Щелчок браслета, что обхватил моё запястье, в тишине Зала героев прогрохотал оглушающим выстрелом и рикошетом пристрелил призрак моей надежды на свободу.
Глава вторая
– Где твои вещи? – это была первая фраза, которую произнёс мой пока-ещё-не-до-конца-муж, как только мы вышли из Зала героев. Посреди пустого коридора у тяжёлых дубовых дверей мы стояли, такие растерянные, и с недоумением и удивлением рассматривали друг друга. Он – с удивлением и недоумением, я – со скепсисом и совсем чуть-чуть со страхом. – Нам нужно куда-то за ними заехать? В Питомник? Или какое-то другое место?
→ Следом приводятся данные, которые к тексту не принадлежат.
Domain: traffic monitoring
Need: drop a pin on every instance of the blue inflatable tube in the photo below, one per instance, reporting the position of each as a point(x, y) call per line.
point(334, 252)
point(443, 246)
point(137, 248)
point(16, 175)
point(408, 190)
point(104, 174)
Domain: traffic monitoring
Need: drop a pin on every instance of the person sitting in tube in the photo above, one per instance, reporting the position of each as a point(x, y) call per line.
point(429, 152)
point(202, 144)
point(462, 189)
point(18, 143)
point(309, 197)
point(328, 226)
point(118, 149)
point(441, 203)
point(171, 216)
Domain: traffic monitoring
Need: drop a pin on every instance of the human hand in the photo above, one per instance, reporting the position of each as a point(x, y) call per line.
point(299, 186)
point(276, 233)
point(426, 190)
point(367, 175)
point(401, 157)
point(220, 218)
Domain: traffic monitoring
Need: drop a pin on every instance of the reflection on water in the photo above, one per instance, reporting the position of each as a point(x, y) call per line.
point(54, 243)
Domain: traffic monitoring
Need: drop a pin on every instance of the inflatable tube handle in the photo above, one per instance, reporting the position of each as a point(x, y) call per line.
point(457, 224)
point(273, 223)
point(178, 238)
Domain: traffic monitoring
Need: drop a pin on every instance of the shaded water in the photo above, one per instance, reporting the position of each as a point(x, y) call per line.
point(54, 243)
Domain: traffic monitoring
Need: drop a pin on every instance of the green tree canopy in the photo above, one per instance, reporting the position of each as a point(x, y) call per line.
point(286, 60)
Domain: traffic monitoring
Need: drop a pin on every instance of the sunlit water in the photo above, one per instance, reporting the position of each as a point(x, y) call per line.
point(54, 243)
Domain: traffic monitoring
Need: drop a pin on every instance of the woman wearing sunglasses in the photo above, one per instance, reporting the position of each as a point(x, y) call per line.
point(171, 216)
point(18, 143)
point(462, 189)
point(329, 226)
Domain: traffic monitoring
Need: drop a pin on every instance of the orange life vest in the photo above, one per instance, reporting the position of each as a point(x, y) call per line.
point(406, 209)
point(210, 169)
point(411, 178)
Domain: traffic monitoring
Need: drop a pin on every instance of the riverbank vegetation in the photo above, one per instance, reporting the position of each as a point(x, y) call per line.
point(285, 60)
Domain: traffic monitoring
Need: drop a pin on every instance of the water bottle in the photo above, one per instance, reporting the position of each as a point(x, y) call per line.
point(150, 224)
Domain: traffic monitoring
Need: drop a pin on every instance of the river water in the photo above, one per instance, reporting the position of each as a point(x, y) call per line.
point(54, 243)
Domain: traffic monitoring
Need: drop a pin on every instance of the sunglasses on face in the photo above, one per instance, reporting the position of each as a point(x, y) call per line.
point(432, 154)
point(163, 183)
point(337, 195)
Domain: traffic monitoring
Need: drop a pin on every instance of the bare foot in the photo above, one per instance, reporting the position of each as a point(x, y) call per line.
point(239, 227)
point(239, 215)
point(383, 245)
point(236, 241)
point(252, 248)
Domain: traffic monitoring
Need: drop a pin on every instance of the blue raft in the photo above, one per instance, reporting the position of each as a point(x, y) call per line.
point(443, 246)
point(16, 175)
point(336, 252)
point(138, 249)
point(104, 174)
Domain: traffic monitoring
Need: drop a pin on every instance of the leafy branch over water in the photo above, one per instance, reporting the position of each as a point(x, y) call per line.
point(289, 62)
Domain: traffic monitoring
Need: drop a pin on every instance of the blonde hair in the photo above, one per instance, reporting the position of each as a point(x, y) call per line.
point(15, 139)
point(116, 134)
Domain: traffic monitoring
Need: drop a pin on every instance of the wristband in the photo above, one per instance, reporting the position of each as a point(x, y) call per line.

Невесело ухмыльнувшись, я огладила полы больничной рубахи, которую «воспитательницы» в Отстойнике называли гордым именем «халат». (Будто я в своей жизни халатов не видела, честное слово!)
– Всё своё ношу с собой, – пропела я и для наглядности покружилась на месте. – Хочешь вернуть меня назад? Пока ещё не поздно?
Хиленький огонёк полудохлой надежды загорелся где-то глубоко в моём сердце. Нет, ну а что? Что если он и вправду от меня отречётся? Может, Нереас ещё не сделал своего выбора… Или выбрал кого-то из моих подружек, успев в подробностях рассмотреть все их прелести.
«Дура», – тут же подсказал мне первый внутренний голос, а второй уныло согласился: «Не отречётся».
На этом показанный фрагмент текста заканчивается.